|First appearance: Created by God on the fourth day|
Distinguishing characteristics: Small; fast, hollow bones; wings; capable of flight; seriously hate ninjas
Special techniques: Respawn before even reaching the edge of the screen.
Weaknesses: None; can only be defeated through skilled timing and careful memorization.
|Profile by Jeremy Parish? | February 4, 2011|
In the introduction of Irem’s Kid Niki: Radical Ninja, the hero learned of the plight of the woman he loved when a cry for help arrived in the traditional ninja fashion: tied to an arrow fired at Niki. Spurred to action, Niki leapt into the fray with a cry of, “Will help you!”
Never did Niki consider the tragedy that befell another as his beloved’s missive hit home: the bird whose flight happened to intersect the arrow’s. Struck to its heart, the sparrow fell lifeless to the ground, a casualty of someone else’s war. The ninja never even noticed its death. But the birds? The birds never forgot.
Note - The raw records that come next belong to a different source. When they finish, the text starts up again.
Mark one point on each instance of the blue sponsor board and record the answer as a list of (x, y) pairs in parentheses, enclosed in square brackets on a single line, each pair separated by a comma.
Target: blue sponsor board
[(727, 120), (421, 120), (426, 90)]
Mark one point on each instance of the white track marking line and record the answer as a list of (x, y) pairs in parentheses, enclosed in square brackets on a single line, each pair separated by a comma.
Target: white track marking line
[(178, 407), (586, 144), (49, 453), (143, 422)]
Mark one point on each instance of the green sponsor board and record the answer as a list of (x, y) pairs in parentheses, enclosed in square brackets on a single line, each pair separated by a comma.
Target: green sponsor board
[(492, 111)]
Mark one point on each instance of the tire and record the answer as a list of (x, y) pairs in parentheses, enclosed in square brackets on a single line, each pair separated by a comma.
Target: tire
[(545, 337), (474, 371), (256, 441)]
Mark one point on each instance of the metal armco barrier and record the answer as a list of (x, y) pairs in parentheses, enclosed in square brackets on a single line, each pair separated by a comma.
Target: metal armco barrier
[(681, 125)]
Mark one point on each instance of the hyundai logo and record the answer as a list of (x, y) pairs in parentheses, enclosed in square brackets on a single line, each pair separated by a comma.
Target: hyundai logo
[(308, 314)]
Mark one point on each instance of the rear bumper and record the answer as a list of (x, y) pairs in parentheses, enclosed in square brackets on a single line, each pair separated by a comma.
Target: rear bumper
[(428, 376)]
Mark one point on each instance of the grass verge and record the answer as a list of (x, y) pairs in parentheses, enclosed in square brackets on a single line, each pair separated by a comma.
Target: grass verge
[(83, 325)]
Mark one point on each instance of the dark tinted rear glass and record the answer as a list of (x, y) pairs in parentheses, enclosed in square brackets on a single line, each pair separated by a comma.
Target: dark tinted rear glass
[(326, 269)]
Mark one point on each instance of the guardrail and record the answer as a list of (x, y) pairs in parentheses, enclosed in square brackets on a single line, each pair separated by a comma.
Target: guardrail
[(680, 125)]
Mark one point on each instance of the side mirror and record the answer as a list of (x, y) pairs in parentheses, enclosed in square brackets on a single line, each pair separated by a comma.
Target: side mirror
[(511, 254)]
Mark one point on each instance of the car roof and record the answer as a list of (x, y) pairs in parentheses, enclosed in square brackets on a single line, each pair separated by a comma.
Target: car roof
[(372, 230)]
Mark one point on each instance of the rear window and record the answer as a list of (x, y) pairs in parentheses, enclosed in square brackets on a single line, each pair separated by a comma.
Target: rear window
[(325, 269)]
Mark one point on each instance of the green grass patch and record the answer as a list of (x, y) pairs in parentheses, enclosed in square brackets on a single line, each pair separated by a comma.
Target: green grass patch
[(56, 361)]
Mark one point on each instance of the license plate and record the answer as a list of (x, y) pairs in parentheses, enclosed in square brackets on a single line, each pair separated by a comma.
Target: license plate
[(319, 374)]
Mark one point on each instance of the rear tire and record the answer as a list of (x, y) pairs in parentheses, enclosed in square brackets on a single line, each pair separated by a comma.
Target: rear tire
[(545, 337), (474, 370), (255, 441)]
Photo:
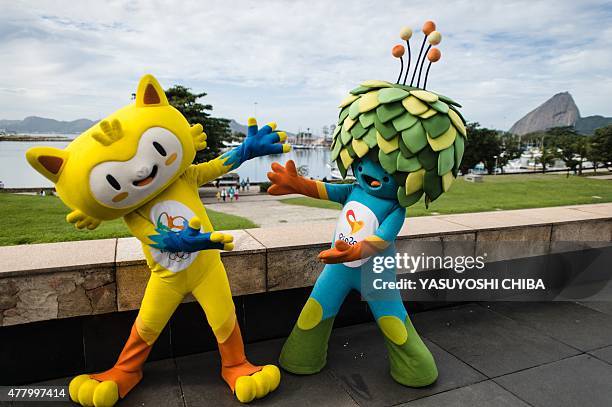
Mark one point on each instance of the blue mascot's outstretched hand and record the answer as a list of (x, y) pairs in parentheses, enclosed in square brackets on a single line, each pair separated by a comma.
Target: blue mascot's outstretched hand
[(257, 143), (190, 239)]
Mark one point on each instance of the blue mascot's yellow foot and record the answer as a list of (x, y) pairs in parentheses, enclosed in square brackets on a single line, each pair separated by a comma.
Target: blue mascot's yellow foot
[(91, 393), (258, 384)]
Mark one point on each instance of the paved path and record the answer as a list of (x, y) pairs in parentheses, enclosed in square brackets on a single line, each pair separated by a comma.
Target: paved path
[(495, 354), (267, 210), (601, 176)]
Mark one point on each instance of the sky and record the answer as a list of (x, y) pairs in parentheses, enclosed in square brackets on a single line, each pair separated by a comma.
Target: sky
[(293, 61)]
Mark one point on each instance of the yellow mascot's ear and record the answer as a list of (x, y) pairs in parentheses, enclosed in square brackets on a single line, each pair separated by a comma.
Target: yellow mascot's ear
[(150, 93), (49, 161)]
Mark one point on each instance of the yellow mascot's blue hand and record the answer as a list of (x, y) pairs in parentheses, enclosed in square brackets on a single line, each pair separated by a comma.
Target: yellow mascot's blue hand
[(190, 239), (258, 142)]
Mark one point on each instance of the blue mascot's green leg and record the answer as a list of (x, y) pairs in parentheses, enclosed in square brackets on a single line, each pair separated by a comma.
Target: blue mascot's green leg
[(305, 351), (411, 363)]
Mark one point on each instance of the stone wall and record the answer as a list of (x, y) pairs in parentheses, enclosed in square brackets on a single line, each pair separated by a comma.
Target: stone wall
[(57, 280)]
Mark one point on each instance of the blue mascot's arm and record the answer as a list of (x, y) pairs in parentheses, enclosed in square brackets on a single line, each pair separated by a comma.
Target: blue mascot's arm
[(385, 234), (338, 192), (258, 142), (190, 239), (286, 180), (392, 224)]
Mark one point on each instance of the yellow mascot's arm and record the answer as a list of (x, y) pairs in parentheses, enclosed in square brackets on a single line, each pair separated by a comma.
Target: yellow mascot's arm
[(140, 227), (210, 170)]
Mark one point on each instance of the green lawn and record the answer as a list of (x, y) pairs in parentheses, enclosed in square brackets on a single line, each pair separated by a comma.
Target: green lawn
[(37, 219), (503, 192)]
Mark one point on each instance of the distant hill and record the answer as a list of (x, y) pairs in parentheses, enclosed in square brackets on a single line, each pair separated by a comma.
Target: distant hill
[(558, 111), (241, 128), (587, 125), (34, 124)]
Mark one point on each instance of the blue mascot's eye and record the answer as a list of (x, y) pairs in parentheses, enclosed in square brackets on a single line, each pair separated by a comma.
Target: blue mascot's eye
[(159, 148), (113, 181)]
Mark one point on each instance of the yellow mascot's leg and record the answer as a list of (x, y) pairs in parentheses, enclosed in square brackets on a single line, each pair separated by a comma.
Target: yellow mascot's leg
[(244, 379), (104, 389)]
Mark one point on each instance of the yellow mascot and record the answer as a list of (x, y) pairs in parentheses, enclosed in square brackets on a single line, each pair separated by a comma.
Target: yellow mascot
[(137, 164)]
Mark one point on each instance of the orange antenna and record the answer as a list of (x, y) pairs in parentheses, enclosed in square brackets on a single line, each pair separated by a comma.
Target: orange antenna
[(405, 34), (427, 29), (433, 38), (433, 56), (398, 52)]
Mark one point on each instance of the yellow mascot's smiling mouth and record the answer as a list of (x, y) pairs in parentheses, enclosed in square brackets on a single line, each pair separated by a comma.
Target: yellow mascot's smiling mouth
[(146, 180)]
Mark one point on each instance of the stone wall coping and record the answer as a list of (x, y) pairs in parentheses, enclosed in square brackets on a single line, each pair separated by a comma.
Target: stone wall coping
[(63, 256), (58, 280)]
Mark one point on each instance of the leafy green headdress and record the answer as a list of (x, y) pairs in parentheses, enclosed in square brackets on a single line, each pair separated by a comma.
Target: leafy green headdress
[(417, 135)]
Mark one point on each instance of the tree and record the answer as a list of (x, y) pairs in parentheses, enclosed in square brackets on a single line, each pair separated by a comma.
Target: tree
[(511, 149), (600, 151), (217, 129), (548, 153), (482, 144)]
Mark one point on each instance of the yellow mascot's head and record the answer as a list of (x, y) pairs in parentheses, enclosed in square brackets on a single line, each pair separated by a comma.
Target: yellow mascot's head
[(123, 161)]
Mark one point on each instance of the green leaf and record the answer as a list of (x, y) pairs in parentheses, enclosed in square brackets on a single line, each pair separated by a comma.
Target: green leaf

On that day, an entire phylum swore vengeance against the ninja clans. Yes, the ninja were highly trained assassins versed in bladed weapons, projectiles, and poisons. But the birds were many, and patient, and had a long memory. For centuries, their songs spoke only of their blood vow, the black price they had levied upon the warrior clans. And as the centuries wore on, their dark work slowly revealed its efficacy.
The ninja, once numbered in the tens of thousands, began to fade away. Internecine feuds between the rival clans were blamed, even among the ninja themselves. Only the birds knew the truth: one by one, the ninja fell to their relentless surprise assaults. Maybe the victim would be caught unawares by the edge of a cliff. Or maybe the birds would simply swoop down and attack in sufficient numbers to peck the unsuspecting warrior to death.
By the late 20th century, the old clans were all but extinct. But the birds refused to let up, dive-bombing Ryu Hayabusa to the point of madness. They weren’t in allegiance with the guardia de mieux’s demonic forces, though. They just believed in finishing the job.